Niedawna wizyta Nancy Pelosi na Tajwanie postawiła świat na progu wojny światowej. Było do niej już tak blisko, że część poważnych mediów światowych relacjonowała lot, lądowanie i wizytę przewodniczącej Izby Reprezentantów w czasie rzeczywistym minuta po minucie, spodziewając się rozpoczęcia poważnego konfliktu. Na szczęście wystrzały nie padły, przynajmniej jak na razie, świat odetchnął. Przynajmniej na razie. Opisuję to tak drobiazgowo, by przypomnieć, jak ważne to było wydarzenie i jak wiele osób oczekiwało od mediów tego, co jest ich psim obowiązkiem: relacjonowania przebiegu wydarzeń.

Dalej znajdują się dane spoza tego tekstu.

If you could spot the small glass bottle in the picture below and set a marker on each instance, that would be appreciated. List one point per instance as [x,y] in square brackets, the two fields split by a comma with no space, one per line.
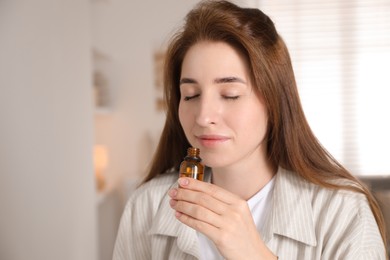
[191,166]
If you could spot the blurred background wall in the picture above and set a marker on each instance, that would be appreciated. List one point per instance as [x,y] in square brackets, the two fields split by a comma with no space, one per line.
[47,191]
[81,113]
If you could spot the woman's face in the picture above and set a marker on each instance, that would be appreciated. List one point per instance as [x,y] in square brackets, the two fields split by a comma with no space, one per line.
[219,109]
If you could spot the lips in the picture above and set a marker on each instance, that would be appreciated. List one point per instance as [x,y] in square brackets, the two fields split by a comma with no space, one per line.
[212,140]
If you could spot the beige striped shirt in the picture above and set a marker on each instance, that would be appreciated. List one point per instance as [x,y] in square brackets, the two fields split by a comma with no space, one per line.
[306,222]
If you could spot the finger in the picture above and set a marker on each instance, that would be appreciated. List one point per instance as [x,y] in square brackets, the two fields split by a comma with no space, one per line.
[211,189]
[197,212]
[199,198]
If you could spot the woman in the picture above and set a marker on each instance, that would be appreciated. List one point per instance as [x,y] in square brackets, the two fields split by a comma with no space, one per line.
[271,190]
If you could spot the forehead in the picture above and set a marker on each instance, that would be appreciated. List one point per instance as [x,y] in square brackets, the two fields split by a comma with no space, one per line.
[214,57]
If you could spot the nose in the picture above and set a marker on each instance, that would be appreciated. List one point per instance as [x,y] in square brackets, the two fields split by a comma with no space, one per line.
[208,111]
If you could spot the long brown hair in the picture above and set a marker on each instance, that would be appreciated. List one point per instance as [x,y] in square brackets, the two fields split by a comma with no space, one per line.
[291,143]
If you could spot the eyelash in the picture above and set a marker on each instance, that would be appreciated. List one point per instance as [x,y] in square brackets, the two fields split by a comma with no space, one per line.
[225,97]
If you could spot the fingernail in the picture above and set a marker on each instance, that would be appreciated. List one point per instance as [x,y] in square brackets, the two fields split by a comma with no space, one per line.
[172,193]
[183,181]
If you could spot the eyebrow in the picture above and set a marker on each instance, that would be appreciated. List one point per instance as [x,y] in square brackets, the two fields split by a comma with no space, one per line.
[217,80]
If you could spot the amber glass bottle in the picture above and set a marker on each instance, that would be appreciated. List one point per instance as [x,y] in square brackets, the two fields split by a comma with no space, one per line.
[191,166]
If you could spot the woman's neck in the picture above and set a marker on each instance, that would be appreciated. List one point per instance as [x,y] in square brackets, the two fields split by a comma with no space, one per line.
[244,181]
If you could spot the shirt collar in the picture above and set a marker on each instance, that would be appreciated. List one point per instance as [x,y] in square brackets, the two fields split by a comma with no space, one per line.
[292,213]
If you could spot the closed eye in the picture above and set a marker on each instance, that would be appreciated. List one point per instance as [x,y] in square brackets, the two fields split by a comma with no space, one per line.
[231,97]
[187,98]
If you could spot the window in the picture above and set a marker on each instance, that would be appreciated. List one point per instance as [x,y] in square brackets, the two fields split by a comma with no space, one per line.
[341,57]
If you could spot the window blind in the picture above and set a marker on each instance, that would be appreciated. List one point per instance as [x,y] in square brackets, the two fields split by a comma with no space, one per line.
[341,56]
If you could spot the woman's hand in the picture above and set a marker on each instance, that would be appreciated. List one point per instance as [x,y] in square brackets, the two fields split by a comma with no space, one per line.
[221,216]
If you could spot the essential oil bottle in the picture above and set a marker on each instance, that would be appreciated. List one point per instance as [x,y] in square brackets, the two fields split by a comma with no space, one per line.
[191,166]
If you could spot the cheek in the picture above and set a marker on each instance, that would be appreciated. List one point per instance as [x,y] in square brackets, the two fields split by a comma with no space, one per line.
[184,117]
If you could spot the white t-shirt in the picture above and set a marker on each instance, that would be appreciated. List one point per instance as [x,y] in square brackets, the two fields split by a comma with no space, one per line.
[258,206]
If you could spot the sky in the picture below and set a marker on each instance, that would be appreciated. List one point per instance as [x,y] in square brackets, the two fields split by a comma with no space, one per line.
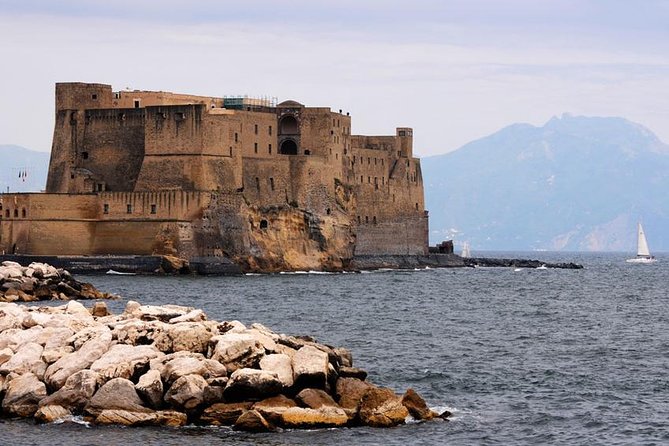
[454,70]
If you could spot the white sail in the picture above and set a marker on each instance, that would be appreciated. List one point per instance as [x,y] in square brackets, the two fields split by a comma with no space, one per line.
[642,244]
[642,251]
[465,250]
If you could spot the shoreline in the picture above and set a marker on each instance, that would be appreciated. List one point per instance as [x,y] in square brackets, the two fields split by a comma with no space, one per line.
[160,265]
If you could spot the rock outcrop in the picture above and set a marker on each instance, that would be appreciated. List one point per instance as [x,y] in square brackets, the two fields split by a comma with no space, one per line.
[39,281]
[169,365]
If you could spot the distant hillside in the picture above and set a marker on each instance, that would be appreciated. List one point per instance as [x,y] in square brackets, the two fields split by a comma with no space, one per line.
[22,170]
[575,184]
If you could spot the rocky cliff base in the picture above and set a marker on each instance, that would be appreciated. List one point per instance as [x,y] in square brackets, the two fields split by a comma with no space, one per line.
[170,365]
[39,281]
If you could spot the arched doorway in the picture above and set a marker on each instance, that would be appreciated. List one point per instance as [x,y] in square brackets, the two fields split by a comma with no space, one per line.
[288,147]
[288,125]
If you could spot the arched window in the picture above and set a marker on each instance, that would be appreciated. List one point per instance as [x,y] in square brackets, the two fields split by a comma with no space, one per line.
[288,125]
[288,147]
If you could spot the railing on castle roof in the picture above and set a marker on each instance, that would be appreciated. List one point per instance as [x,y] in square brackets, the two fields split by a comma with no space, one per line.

TVP Info z właściwym jej opóźnieniem opowiedziało dzisiaj o wizycie Pelosi i napięciu wokół niej, ale nie po to, by dokonać analizy tej całej sytuacji, nie. Portal rządowej telewizji skarcił inne media, że śmiały dostarczyć odbiorcom inne fakty niż tylko te, które TVP Info uważa za jedynie słuszne. Opisując całą sytuację TVP Info konkluduje: „Spór między Waszyngtonem i Pekinem od kilku dni jest jednym z najważniejszych tematów w mediach na całym świecie”. Po czym na jednym oddechu dodaje: „Zaskakujący może się wydawać zatem fakt, że portal Onet w piątek zdecydował się opublikować opinię ambasadora Chin w Polsce. W tekście pt. „Dlaczego Pelosi nie powinna była jechać na Tajwan” Sun Linjiang przekonuje, że „chińska strona nie może siedzieć bezczynnie”, a wizyta amerykańskiej polityk na Tajwanie to „bezczelna ingerencja w wewnętrzne sprawy Chin”.
Onet zrobił więc to, do czego jest powołany: przedstawił opinię również drugiej strony, bo zdanie strony amerykańskiej zaprezentował wcześniej w oddzielnym tekście. Dla propagandystów telewizji rządowej to jest „zaskakujące”. Zaś podobną aktywność dziennika „Rzeczpospolita”, kwituje: „Co ciekawe, list chińskiego ambasadora w tym tygodniu publikowała także „Rzeczpospolita”.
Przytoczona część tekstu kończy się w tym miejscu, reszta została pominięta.